Scheibe, Johann Adolf

1708-1776

 

German musician; born at Leipsic. His father was an organ-builder and Adolf early took up the study of harpsichord and organ for pleasure. Circumstances forcing him to turn to music for a livelihood, he taught harpsichord for a while, finally going to Hamburg with the idea of writing an opera, but the theatre was closed soon after his arrival. So in 1737 he began publishing a weekly paper called Der Kritische Musikus  (The Critical Musician). The publication was discontinued for a time, when Scheibe became director to the Margrave of Brandenburg-Culmbach in 1740, but in 1745, the year after he was made Court conductor at Copenhagen, he issued an enlarged edition containing a number of controversial essays. Scheibe was superseded as conductor by Sarti in 1758, but he received a pension and remained at the Danish capital until his death, at which he left incomplete a four-volume work on composition ("Qber die Musikalische Komposition).

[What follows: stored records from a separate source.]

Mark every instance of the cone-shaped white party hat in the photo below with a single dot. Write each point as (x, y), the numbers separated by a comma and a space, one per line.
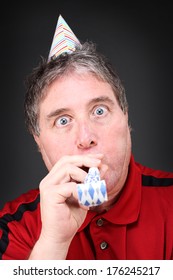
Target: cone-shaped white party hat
(64, 40)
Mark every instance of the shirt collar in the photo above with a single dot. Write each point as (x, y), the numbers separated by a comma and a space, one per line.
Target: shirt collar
(126, 209)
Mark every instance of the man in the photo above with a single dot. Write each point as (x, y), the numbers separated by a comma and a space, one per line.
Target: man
(77, 112)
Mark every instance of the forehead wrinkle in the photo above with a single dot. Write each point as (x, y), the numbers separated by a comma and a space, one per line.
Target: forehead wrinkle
(99, 99)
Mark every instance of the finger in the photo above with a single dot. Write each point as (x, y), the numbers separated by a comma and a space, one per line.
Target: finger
(67, 169)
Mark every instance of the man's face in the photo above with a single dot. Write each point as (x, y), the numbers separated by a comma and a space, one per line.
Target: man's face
(80, 115)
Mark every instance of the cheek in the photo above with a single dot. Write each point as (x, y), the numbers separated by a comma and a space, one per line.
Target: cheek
(57, 147)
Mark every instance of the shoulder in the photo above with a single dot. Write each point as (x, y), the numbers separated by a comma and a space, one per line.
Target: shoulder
(26, 201)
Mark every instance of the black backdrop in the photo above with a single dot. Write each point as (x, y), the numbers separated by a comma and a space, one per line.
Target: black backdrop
(137, 38)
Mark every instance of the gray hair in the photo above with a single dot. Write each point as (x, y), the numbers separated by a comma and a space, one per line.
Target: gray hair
(85, 59)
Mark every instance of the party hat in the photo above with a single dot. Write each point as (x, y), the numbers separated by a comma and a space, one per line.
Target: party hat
(64, 40)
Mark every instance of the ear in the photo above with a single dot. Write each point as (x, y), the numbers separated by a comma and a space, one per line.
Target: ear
(37, 140)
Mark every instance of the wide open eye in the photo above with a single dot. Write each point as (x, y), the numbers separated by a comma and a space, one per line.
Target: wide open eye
(100, 110)
(62, 121)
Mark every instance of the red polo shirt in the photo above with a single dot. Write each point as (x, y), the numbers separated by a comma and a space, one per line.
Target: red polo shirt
(138, 226)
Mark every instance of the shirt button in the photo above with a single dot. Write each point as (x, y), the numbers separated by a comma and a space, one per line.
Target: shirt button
(99, 222)
(103, 245)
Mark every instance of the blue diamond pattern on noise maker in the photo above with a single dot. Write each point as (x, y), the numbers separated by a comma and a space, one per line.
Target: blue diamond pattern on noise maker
(93, 191)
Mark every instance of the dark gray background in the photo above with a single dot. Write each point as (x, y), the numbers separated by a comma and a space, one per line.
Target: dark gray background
(137, 38)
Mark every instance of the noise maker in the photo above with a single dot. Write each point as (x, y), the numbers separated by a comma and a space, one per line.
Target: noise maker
(93, 191)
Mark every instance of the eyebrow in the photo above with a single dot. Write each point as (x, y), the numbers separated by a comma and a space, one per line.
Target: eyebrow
(93, 101)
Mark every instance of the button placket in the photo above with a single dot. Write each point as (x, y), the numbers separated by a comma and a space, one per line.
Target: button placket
(103, 245)
(100, 222)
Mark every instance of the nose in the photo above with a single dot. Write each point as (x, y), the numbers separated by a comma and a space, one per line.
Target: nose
(86, 137)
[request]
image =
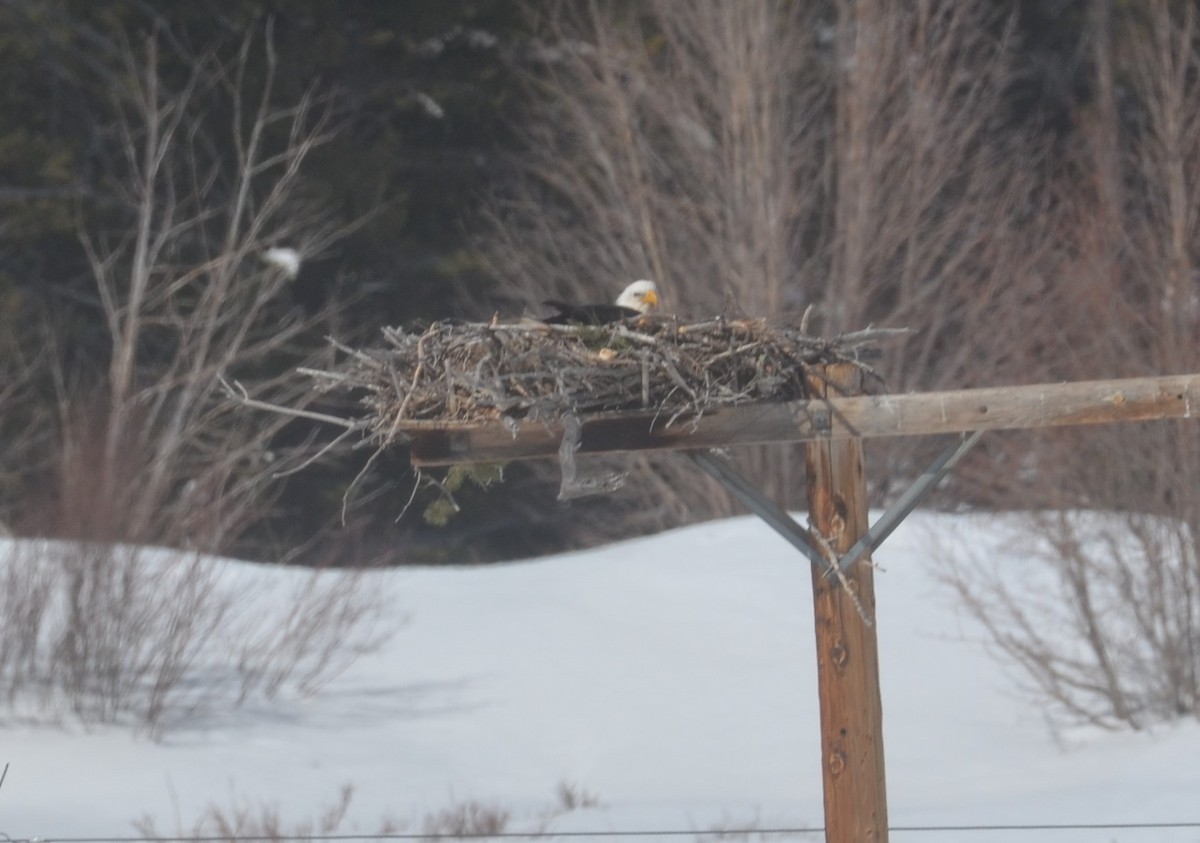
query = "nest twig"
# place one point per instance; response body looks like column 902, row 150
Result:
column 527, row 370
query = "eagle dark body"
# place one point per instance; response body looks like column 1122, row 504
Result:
column 587, row 315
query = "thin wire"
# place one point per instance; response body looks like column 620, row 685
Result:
column 648, row 832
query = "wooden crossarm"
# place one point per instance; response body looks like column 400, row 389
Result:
column 1049, row 405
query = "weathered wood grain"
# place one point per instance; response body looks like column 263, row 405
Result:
column 835, row 418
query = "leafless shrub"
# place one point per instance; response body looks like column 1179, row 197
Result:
column 469, row 818
column 1111, row 635
column 120, row 633
column 327, row 623
column 208, row 171
column 1103, row 623
column 259, row 823
column 756, row 159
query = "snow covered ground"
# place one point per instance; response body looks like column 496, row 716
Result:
column 672, row 677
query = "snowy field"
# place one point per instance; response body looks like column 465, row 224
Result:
column 672, row 679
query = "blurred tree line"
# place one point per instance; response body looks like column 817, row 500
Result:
column 456, row 130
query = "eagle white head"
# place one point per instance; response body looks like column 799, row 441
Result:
column 287, row 259
column 641, row 296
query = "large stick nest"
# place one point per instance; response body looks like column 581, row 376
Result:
column 527, row 370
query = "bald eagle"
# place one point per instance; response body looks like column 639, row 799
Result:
column 639, row 299
column 287, row 259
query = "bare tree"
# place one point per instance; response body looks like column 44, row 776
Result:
column 210, row 174
column 1111, row 635
column 187, row 300
column 760, row 157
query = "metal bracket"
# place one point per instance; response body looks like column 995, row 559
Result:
column 759, row 503
column 778, row 519
column 909, row 501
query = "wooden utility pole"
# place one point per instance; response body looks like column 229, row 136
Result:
column 856, row 807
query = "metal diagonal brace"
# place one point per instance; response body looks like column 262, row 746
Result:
column 904, row 504
column 778, row 519
column 760, row 504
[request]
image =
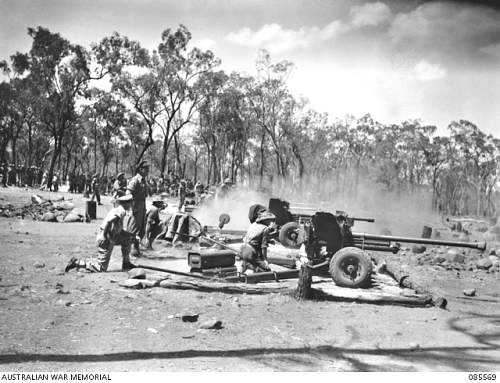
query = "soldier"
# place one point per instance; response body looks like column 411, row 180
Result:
column 224, row 188
column 254, row 249
column 119, row 186
column 153, row 222
column 137, row 186
column 182, row 194
column 117, row 228
column 198, row 191
column 95, row 186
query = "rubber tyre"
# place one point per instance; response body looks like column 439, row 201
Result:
column 345, row 257
column 288, row 235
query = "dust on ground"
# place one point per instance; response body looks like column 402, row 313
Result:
column 54, row 321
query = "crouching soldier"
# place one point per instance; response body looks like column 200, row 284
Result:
column 117, row 228
column 153, row 223
column 256, row 240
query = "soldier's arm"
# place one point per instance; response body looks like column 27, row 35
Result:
column 131, row 186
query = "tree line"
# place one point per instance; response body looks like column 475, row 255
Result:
column 70, row 109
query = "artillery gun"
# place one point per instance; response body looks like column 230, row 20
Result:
column 332, row 248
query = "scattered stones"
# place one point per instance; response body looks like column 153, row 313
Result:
column 440, row 302
column 131, row 284
column 484, row 264
column 469, row 292
column 189, row 317
column 212, row 324
column 494, row 259
column 157, row 277
column 418, row 249
column 49, row 217
column 455, row 256
column 464, row 237
column 385, row 231
column 165, row 283
column 137, row 273
column 481, row 227
column 439, row 258
column 148, row 283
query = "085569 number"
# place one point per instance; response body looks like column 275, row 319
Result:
column 478, row 376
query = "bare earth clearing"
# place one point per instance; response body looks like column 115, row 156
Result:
column 80, row 321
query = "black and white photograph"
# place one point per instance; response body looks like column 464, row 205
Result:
column 249, row 186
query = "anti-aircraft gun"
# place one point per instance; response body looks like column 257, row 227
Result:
column 332, row 247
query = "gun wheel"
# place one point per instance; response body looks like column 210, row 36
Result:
column 351, row 267
column 289, row 235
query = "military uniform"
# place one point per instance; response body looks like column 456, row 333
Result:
column 95, row 190
column 117, row 228
column 119, row 188
column 252, row 251
column 153, row 223
column 138, row 188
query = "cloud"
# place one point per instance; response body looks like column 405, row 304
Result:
column 493, row 50
column 455, row 30
column 277, row 39
column 135, row 70
column 371, row 14
column 425, row 71
column 205, row 44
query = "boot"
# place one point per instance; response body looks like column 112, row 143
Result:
column 135, row 252
column 72, row 264
column 127, row 265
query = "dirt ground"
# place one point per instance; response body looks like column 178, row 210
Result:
column 52, row 321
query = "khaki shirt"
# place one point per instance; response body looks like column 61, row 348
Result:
column 257, row 235
column 138, row 188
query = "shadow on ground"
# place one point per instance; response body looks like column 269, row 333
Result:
column 310, row 358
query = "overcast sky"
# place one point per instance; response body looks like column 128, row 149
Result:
column 434, row 60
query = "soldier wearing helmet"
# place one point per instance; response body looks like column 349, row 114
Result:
column 117, row 228
column 138, row 187
column 256, row 240
column 153, row 222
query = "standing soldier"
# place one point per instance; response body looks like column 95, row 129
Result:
column 153, row 222
column 94, row 186
column 182, row 194
column 254, row 249
column 138, row 187
column 116, row 229
column 119, row 186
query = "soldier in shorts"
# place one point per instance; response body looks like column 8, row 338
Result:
column 117, row 228
column 153, row 223
column 256, row 240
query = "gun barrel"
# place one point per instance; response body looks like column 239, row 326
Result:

His Abhandlung uber das Recitativ (Treatise on Recitative) is in the second and third volumes of the Bibliothek der Künste und Wissenschaften. A Compendium musices theorico-practicum was left in manuscript, but he had published Abhandlung von den musikalischen Intervallen und Geschlechten, and Urstrung und Alter der Musik, insonderheit der Vocal musik, in which it was shown for the first time that part-music was the invention of northern peoples. Scheibe was a prolific composer, having written some two hundred church works; one hundred and fifty concertos for flute; and over thirty for violin; seventy symphonies; many trios and solos for clavier; sonatas; the Danish opera, Thusnelda; two oratorios; many cantatas; and songs.